I don’t suppose you’ll hear from me again till we get across. Don’t worry, pretty soon it will all be over and I’ll come marching home and you’ll be telling people it was me that won the war and I’ll be glad to get a good squint at my old N. C. hills. It will be over before you know it. Now you have to be brave, see? Just like you were when dad died. Remember what you said then? Now don’t think this is good-bye because I’m sailing but remember the Atlantic Ocean isn’t a one way street. Just chalk that up on the wall, and speaking about oceans don’t forget about the water by the woodshed and do what I told you. So now good-bye dear old Mum and don’t worry, and I won’t go near Paris like you said. Hicksville is good enough for me.
Your loving son.
There was something about this old missive which sobered the bantering troop of scouts and made even Pee-wee quiet and thoughtful.

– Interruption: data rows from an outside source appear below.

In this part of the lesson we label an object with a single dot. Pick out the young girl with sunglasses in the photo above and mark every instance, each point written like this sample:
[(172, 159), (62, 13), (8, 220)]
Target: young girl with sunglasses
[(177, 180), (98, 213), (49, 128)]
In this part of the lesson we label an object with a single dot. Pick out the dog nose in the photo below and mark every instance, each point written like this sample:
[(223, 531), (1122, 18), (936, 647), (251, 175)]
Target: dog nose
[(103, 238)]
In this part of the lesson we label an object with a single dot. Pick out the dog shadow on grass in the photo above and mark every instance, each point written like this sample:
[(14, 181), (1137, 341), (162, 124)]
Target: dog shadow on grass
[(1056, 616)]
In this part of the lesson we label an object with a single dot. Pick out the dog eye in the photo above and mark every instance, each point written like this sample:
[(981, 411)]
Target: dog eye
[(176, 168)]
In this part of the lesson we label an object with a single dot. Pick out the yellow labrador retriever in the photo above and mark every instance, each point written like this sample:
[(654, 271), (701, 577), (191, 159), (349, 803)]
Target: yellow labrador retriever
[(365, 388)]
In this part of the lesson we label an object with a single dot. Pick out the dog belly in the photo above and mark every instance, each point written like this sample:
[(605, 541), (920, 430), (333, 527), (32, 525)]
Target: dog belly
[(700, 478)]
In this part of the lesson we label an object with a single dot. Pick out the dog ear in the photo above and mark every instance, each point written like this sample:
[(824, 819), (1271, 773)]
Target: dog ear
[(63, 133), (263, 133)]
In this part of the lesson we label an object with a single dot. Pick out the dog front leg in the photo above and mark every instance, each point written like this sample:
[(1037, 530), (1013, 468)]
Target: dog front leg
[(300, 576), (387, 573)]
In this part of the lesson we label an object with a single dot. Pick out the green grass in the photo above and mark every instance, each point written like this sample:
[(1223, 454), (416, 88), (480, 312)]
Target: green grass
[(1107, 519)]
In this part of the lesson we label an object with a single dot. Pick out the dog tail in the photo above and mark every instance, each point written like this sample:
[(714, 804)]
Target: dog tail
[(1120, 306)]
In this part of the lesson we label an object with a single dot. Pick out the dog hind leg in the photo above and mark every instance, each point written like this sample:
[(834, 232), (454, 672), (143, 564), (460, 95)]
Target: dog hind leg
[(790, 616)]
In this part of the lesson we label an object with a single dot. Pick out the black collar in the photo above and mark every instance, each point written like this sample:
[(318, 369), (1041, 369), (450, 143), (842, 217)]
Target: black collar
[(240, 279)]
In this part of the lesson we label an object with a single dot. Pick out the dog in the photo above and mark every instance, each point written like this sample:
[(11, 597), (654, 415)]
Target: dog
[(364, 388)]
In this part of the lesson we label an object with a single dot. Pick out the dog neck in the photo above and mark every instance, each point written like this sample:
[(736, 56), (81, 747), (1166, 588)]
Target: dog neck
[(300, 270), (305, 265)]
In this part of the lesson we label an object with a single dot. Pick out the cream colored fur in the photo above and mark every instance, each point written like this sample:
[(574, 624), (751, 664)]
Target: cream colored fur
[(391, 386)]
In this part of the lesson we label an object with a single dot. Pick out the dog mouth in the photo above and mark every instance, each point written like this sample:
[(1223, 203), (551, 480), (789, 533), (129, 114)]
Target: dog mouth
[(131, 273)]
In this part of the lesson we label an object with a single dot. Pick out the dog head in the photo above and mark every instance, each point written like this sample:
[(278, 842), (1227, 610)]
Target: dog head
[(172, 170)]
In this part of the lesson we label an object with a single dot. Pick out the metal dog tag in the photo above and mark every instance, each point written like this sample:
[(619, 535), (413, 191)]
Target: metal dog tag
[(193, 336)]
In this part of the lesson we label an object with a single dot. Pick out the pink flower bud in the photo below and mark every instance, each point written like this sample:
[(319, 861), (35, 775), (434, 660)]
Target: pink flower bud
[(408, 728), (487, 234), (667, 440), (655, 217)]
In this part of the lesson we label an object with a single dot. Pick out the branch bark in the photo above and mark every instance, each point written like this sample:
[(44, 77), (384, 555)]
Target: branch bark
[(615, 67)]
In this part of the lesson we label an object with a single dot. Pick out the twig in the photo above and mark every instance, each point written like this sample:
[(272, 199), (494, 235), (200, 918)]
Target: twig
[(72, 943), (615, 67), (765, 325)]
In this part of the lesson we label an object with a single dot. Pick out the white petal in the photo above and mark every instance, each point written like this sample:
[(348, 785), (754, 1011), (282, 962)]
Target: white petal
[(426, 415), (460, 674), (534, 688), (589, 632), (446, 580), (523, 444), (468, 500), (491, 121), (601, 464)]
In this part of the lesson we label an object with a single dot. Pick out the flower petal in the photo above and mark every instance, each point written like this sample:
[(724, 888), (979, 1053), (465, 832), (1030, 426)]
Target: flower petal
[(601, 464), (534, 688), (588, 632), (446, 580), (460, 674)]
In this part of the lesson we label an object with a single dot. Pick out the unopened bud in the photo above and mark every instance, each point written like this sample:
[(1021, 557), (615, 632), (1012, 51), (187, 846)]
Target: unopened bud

“It’s a letter he was going to send,” Artie Van Arlen finally said.
“Who?” Doc Carson asked.
Artie shrugged his shoulders. “Somebody or other, that’s all we know,” he said. “We don’t even know who he was going to send it to; there are a whole lot of dear old mothers.”
“You said it,” commented Roy.
“Let’s see the other papers,” one of the scouts said.
The only other contents of the wallet were a small paper with blanks filled in, and an engraved calling card. The paper with the blanks filled in was so smeared from long moisture that the written parts were undecipherable. The paper was evidently a leave of absence from camp. The name was utterly blurred out, but by studying the smeared writing in the space where the date had been written the scouts thought they could determine the date, or at least part of it. Sun–1918 was all they could be sure of.
But fortunately the calling card appeared to confirm this date. It was a card of fine quality and beautifully engraved with the name of Helen Shirley Bates. In the lower left hand corner was engraved Woodcliff, New Jersey. On the back of the card was written in a free feminine hand For dinner Sunday April 14th, 1918. One o’clock.